Ongoing Student Projects

The following projects are currently pursued by students in our lab, and are therefore not available anymore. They are published for reference and inspiration.

Car Sharing App

To share or not to share? What is the cost of privacy?

Smallworld: Gossiping with Raspberry Pis Locally and Globally

Dynamic Graph-Based Recommender System

Car Sharing App

Contact and Supervisor: Rafael Pires.

In the last decade, many successful tech companies saw a tremendous growth in users of platforms that connect service providers and consumers. Services include ride-hailing, food delivery, lodging rental and dating (well, the notion of provider and consumer might be blurry here, but the principle is the same: connecting users with matching interests).

Matching is one thing that publish/subscribe (pub/sub) systems do well. In a nutshell, users tell what are their interests, which are stored somewhere as subscriptions for future matching. Independently, other users may publish some content that possibly matches a subset of the subscriptions. Finally, the corresponding subscribers receive a copy of the matching publication. The nice thing is that publish/subscribe systems do not necessarily have a centralized server, therefore obviating the need of having a single company acting as intermediary.

Many people use their 5-places car for the daily commute of one single person, which is not environmental-friendly (more traffic jams, not energy efficient). Considering this, we propose to build a platform where the EPFL community can take advantage of a decentralized pub/sub system for optimizing the carpooling when commuting to/from EPFL campi.
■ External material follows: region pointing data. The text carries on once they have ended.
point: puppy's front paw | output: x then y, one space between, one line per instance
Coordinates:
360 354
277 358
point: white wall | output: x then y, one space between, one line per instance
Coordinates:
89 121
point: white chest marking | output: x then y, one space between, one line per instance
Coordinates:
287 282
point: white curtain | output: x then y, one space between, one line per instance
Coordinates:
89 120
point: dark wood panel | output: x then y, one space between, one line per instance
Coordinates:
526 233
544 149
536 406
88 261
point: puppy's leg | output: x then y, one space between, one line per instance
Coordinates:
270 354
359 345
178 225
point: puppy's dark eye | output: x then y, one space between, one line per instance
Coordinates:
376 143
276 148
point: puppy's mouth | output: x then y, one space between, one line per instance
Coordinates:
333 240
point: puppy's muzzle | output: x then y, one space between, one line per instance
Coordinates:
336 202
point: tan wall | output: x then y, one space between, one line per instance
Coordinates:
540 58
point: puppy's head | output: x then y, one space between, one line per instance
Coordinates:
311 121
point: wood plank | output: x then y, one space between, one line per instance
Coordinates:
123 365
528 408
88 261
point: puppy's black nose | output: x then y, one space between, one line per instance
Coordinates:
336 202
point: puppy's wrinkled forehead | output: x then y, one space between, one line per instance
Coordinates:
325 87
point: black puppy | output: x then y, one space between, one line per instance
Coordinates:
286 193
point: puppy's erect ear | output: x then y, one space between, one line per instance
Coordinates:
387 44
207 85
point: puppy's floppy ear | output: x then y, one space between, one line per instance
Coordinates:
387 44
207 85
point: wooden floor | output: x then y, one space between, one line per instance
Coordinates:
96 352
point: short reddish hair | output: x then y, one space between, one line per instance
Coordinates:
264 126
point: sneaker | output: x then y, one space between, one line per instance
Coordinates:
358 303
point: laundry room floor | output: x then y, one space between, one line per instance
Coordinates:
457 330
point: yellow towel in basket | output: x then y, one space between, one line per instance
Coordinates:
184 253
The project consists in designing and implementing a mobile application (Android and/or iOS) to connect service providers (drivers) and consumers (riders) through a pub/sub middleware (e.g., https://kafka.apache.org/). Drivers will announce their route, departure time and possibly more metadata (trip frequency, price, available seats etc.), whereas riders mention the routes in which they are interested, possibly along with more filters (price bounds, calendar or time restrictions). Both receive notifications once there is a match. Finally, a reciprocal confirmation step seals the deal.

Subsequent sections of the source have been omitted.